/i/Tarih

''Tarih bir meslektir, bir hobi, gevezelik, anekdot ya da asparagas değildir.'' (Pierre Goubert)
    başlık yok! burası bom boş!
  1. 51.
    -3
    Am biti her seye inanmayın kac yasindasiniz 3 mü
    ···
  2. 52.
    +11
    panpalarım okuyan varsa belli etsin kendini
    ···
  3. 53.
    +1
    yannan o fotograf 1930larda bir acilisda
    ···
  4. 54.
    +1
    rezerved sabah okorurum
    ···
  5. 55.
    +18
    Dyatlov Geçidi Vakası (part1)

    Dyatlov Geçidi Vakası, 2 şubat 1959 gecesi Ural dağlarında meydana gelen ve 9 gencecik dağcının ölümü ile sonuçlanan esrarengiz ve bir o kadar da korkutucu bir olaydır.

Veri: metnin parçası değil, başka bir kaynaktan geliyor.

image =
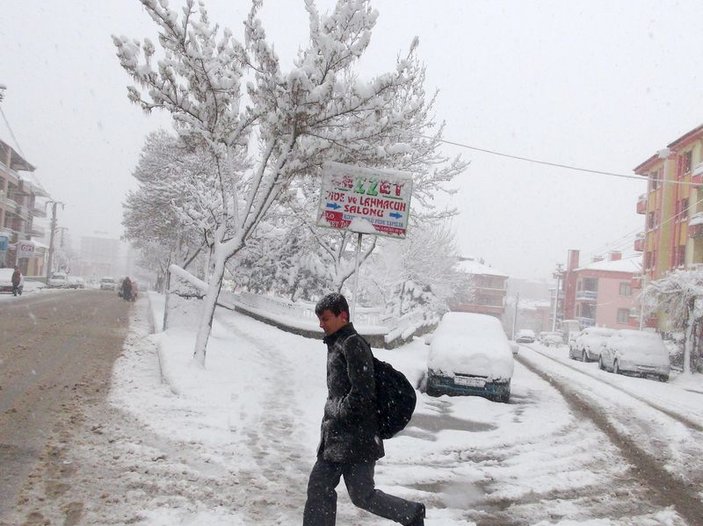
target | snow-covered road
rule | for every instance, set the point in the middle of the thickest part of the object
(233, 444)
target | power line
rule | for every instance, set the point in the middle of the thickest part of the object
(557, 165)
(12, 134)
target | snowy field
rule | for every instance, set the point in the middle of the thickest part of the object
(252, 417)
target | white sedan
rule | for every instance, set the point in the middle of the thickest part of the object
(636, 352)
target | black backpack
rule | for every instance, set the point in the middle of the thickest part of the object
(395, 399)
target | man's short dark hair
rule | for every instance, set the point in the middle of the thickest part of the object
(333, 302)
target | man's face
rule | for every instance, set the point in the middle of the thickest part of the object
(331, 323)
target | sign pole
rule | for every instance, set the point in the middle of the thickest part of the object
(356, 274)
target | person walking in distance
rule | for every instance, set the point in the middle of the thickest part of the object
(16, 280)
(350, 444)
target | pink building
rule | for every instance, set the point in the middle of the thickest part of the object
(601, 292)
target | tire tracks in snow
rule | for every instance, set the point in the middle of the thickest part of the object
(665, 488)
(277, 487)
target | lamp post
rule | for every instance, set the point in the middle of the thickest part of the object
(557, 274)
(50, 261)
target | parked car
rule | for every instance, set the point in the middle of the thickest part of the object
(76, 282)
(551, 338)
(470, 355)
(58, 280)
(6, 281)
(636, 352)
(587, 345)
(108, 283)
(525, 336)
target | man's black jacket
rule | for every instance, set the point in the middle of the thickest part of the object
(349, 425)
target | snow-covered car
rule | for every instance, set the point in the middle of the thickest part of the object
(551, 338)
(76, 282)
(58, 280)
(525, 336)
(470, 355)
(108, 283)
(635, 352)
(6, 281)
(587, 345)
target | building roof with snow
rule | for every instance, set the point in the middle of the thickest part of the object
(632, 265)
(478, 266)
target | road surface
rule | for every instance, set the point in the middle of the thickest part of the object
(57, 352)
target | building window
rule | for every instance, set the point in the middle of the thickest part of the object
(686, 162)
(590, 284)
(625, 289)
(679, 256)
(654, 181)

Hollywood filmlerinde sıkça işlenen “Vahşi doğanın göbeğinde bilinmeyen varlıklara karşı mücadele eden gençler” temasının gerçeğe dönüşmüş hali de diyebiliriz bu gizemli olay için.
    Hakkında bugüne kadar birçok kitap, belgesel ve film yayınlanan bu olayın önündeki sır perdesi hala aralanabilmiş değil.

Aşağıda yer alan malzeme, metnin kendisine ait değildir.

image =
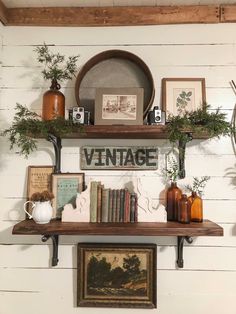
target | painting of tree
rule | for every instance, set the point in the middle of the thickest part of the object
(117, 274)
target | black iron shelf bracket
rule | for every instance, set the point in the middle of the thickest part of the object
(56, 141)
(55, 242)
(180, 260)
(182, 147)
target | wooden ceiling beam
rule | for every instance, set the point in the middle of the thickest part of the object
(228, 13)
(113, 16)
(3, 13)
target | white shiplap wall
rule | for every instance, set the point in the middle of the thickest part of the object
(208, 282)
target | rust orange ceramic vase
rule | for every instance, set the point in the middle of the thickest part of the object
(53, 103)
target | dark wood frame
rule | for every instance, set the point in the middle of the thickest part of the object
(194, 80)
(30, 190)
(67, 175)
(147, 301)
(137, 91)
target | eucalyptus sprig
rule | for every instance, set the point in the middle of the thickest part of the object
(172, 170)
(56, 67)
(198, 185)
(197, 121)
(28, 125)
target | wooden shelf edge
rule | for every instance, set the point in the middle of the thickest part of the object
(126, 132)
(206, 228)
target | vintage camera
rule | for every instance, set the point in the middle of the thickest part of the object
(155, 116)
(79, 115)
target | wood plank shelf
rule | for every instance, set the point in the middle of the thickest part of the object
(206, 228)
(55, 228)
(128, 132)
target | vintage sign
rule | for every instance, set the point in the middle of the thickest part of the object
(119, 158)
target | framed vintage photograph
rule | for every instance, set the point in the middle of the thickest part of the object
(119, 106)
(65, 187)
(38, 180)
(180, 94)
(117, 275)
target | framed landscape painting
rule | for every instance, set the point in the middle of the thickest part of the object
(119, 106)
(116, 275)
(182, 94)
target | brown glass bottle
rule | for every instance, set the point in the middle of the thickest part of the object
(184, 210)
(173, 195)
(53, 103)
(196, 207)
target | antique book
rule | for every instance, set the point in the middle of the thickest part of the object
(122, 204)
(105, 205)
(117, 205)
(127, 206)
(93, 200)
(110, 206)
(99, 202)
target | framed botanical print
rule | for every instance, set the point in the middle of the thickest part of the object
(182, 94)
(65, 187)
(116, 275)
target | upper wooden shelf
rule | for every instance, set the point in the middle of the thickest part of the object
(206, 228)
(126, 132)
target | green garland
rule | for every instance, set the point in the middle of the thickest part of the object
(214, 124)
(28, 125)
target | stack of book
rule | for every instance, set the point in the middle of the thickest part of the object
(112, 205)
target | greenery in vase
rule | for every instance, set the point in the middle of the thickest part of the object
(172, 171)
(56, 67)
(28, 125)
(198, 185)
(197, 121)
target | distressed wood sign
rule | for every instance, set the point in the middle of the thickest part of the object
(119, 158)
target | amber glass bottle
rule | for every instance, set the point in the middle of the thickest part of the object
(196, 207)
(184, 210)
(173, 195)
(53, 102)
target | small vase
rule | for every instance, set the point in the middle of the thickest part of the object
(184, 210)
(42, 211)
(196, 207)
(53, 102)
(173, 195)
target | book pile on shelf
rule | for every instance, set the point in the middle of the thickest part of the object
(112, 205)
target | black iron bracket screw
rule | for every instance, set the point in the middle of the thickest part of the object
(180, 260)
(55, 241)
(56, 141)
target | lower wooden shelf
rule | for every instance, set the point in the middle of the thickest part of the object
(55, 228)
(206, 228)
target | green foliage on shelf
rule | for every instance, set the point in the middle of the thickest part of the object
(172, 171)
(28, 125)
(214, 124)
(56, 67)
(198, 185)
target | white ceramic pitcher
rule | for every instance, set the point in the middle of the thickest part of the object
(41, 211)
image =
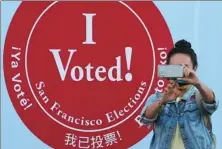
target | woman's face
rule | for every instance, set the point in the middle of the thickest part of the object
(180, 58)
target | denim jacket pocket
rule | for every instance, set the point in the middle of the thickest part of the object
(165, 115)
(192, 111)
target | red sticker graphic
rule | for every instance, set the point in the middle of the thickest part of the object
(79, 73)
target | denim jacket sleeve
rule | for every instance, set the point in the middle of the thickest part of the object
(210, 108)
(149, 101)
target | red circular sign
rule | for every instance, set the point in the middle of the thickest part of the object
(78, 73)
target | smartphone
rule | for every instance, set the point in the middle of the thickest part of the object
(170, 71)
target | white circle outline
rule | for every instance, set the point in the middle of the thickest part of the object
(85, 130)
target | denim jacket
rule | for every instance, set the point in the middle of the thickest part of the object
(186, 113)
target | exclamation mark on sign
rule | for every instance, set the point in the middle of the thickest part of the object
(118, 135)
(128, 53)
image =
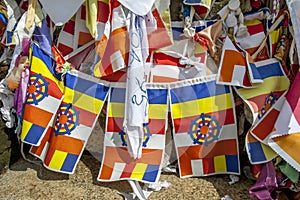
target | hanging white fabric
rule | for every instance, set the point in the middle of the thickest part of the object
(138, 7)
(136, 102)
(61, 11)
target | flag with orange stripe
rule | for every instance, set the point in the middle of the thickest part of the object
(286, 130)
(256, 30)
(240, 71)
(204, 127)
(275, 84)
(117, 164)
(44, 95)
(170, 64)
(113, 48)
(64, 143)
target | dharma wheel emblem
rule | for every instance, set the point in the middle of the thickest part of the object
(269, 102)
(37, 89)
(66, 120)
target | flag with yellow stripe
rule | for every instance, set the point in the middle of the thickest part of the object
(44, 95)
(84, 96)
(204, 127)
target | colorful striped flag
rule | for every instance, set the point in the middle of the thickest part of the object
(205, 132)
(178, 27)
(44, 95)
(275, 84)
(64, 143)
(202, 8)
(240, 71)
(170, 63)
(117, 164)
(286, 130)
(261, 101)
(81, 33)
(275, 35)
(65, 38)
(268, 115)
(96, 15)
(257, 151)
(113, 48)
(287, 147)
(254, 23)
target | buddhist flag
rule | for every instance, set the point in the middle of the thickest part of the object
(286, 131)
(205, 131)
(178, 27)
(96, 15)
(44, 95)
(257, 151)
(275, 84)
(276, 35)
(84, 96)
(237, 67)
(253, 22)
(82, 35)
(287, 147)
(117, 164)
(113, 48)
(65, 40)
(169, 64)
(268, 116)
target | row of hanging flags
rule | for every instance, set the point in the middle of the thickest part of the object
(60, 112)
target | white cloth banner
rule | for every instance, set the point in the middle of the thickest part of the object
(293, 5)
(136, 102)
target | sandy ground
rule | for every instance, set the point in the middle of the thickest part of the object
(25, 180)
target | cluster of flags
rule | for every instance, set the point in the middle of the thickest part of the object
(61, 109)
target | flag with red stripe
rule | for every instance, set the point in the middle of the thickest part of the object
(240, 71)
(44, 95)
(117, 164)
(204, 127)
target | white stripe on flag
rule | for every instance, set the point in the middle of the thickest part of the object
(227, 132)
(238, 75)
(44, 152)
(286, 121)
(49, 104)
(117, 171)
(156, 141)
(197, 167)
(117, 61)
(81, 132)
(66, 38)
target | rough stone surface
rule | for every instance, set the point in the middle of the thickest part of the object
(25, 180)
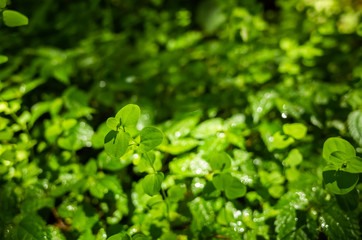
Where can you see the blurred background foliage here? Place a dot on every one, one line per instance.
(214, 75)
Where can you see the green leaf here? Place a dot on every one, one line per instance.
(31, 227)
(345, 162)
(294, 158)
(129, 115)
(101, 235)
(355, 126)
(235, 190)
(32, 205)
(176, 193)
(3, 3)
(222, 181)
(151, 137)
(3, 59)
(147, 162)
(14, 18)
(120, 236)
(339, 182)
(337, 224)
(296, 130)
(208, 128)
(152, 183)
(76, 137)
(232, 186)
(116, 143)
(338, 158)
(220, 161)
(179, 146)
(354, 165)
(113, 123)
(140, 236)
(337, 144)
(349, 201)
(285, 222)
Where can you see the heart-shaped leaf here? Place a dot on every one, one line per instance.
(113, 123)
(339, 182)
(129, 115)
(296, 130)
(337, 144)
(116, 143)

    27 Ocak 1959’da Ural Politeknik Enstitüsü’nden 10 genç dağcı Sovyet Rusya’da Ural Dağları’nın eteklerinde 2 hafta sürecek bir tırmanış gerçekleştirmek için yola koyuldular.

    Vizhay’da başlayacak olan yolculukta, bu genç ekibin başında oldukça tecrübeli bir dağcı olan Igor Dyatlov bulunmaktadır. Aslında ekip üyelerinin hepsi daha önce zor tırmanışları başarıyla gerçekleştiren kişilerdir. Bu nedenle dondurucu soğuk ve tehlikeli rotaları onların gözünü korkutmuyordu. Takımın deneyimden kaynaklanan bir cesareti vardı ve hiç birisi kolay kolay korkuya kapılacak insanlar değillerdi.

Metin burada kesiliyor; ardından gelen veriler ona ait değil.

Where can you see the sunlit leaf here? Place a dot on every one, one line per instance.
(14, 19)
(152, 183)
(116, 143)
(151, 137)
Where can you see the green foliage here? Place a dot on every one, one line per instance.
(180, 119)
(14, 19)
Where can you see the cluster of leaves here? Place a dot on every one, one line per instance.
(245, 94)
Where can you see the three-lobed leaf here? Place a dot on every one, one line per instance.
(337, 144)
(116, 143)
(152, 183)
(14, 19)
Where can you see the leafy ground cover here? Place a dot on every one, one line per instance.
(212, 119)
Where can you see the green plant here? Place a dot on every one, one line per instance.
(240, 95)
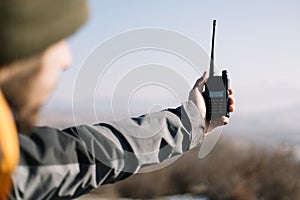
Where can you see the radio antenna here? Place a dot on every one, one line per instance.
(211, 69)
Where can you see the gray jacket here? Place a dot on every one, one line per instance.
(64, 164)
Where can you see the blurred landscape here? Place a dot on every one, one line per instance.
(256, 157)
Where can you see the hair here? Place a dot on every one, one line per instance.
(16, 79)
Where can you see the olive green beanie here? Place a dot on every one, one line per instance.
(28, 27)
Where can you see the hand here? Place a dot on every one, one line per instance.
(197, 97)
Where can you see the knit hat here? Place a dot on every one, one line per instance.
(28, 27)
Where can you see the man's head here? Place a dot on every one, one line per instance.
(33, 52)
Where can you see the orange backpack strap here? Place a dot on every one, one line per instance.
(9, 147)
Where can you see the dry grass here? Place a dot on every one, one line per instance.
(230, 172)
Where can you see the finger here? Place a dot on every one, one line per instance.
(231, 100)
(200, 82)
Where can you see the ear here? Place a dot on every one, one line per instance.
(9, 147)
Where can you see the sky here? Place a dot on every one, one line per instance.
(257, 41)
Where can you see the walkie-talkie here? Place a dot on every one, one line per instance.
(216, 89)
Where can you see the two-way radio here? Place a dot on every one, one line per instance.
(216, 89)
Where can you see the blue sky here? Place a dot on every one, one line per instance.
(257, 41)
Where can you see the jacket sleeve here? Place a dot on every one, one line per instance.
(65, 164)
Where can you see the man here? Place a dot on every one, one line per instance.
(64, 164)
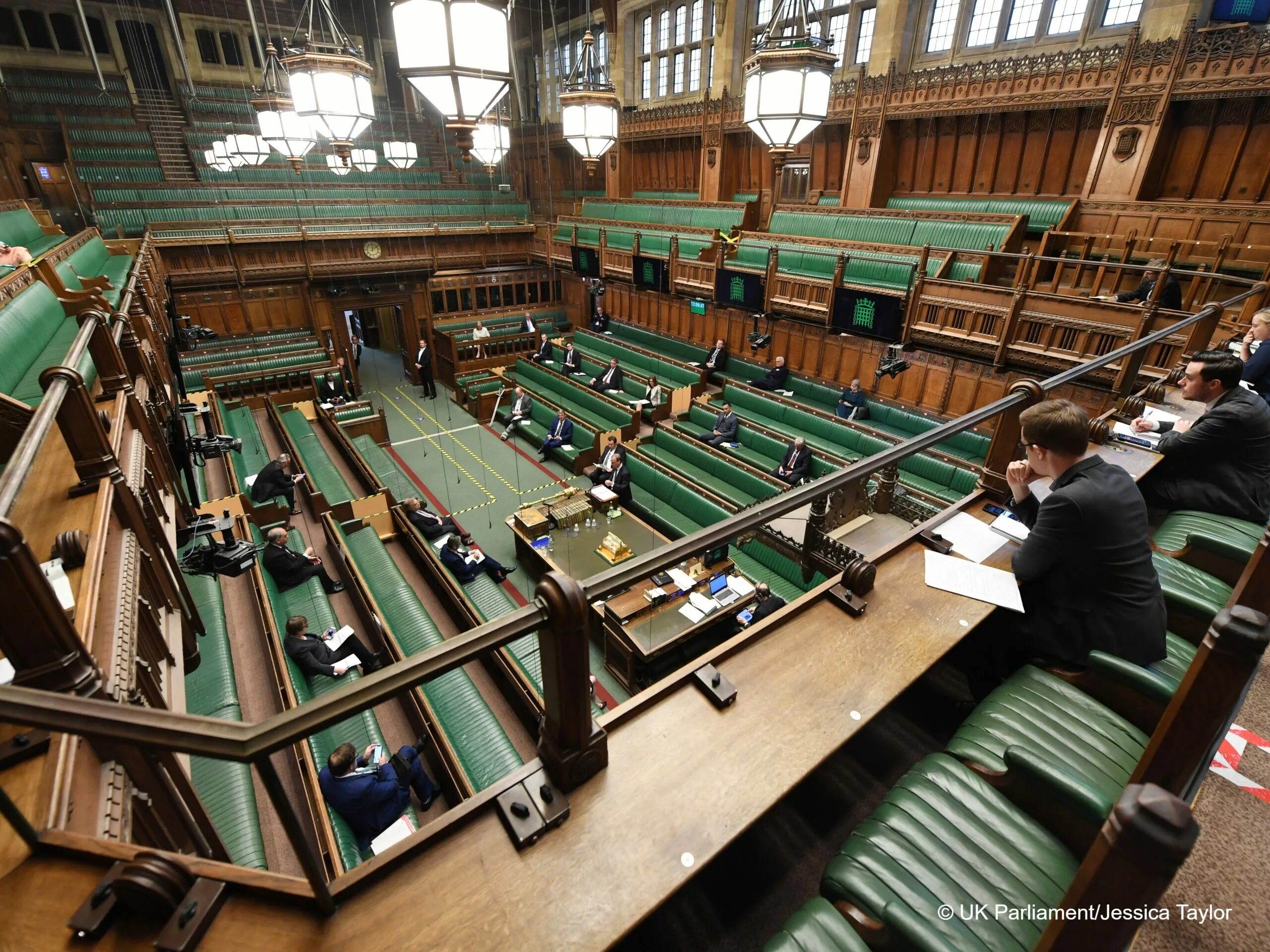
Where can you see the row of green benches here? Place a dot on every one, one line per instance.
(893, 420)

    Bu gençlerden Yuri Yudin, henüz yolculuğun başında rahatsızlanarak arkadaşlarından ayrılmak zorunda kaldı. Geri kalan genç dağcılar yollarına devam ettiler.

    Yapılan gezi planına göre grup tırmanışı gerçekleştirip Vizhay’a geri döndükten hemen sonra bağlı oldukları spor klübüne telgraf çekeceklerdi. Kararlaştırılan tarih olan 12 Şubat’ta telgraf gelmeyince kimse merak etmedi. Çünkü bu tür zorlu yolculuklarda gecikmeler her zaman yaşanabilirdi. Fakat sürenin gittikçe uzaması ve dağcılarının ailelerinin yoğun ısrarıyla 20 Şubat 1959’da bir arama kurtarma ekibi oluşturuldu ve bölgeye gönderildi.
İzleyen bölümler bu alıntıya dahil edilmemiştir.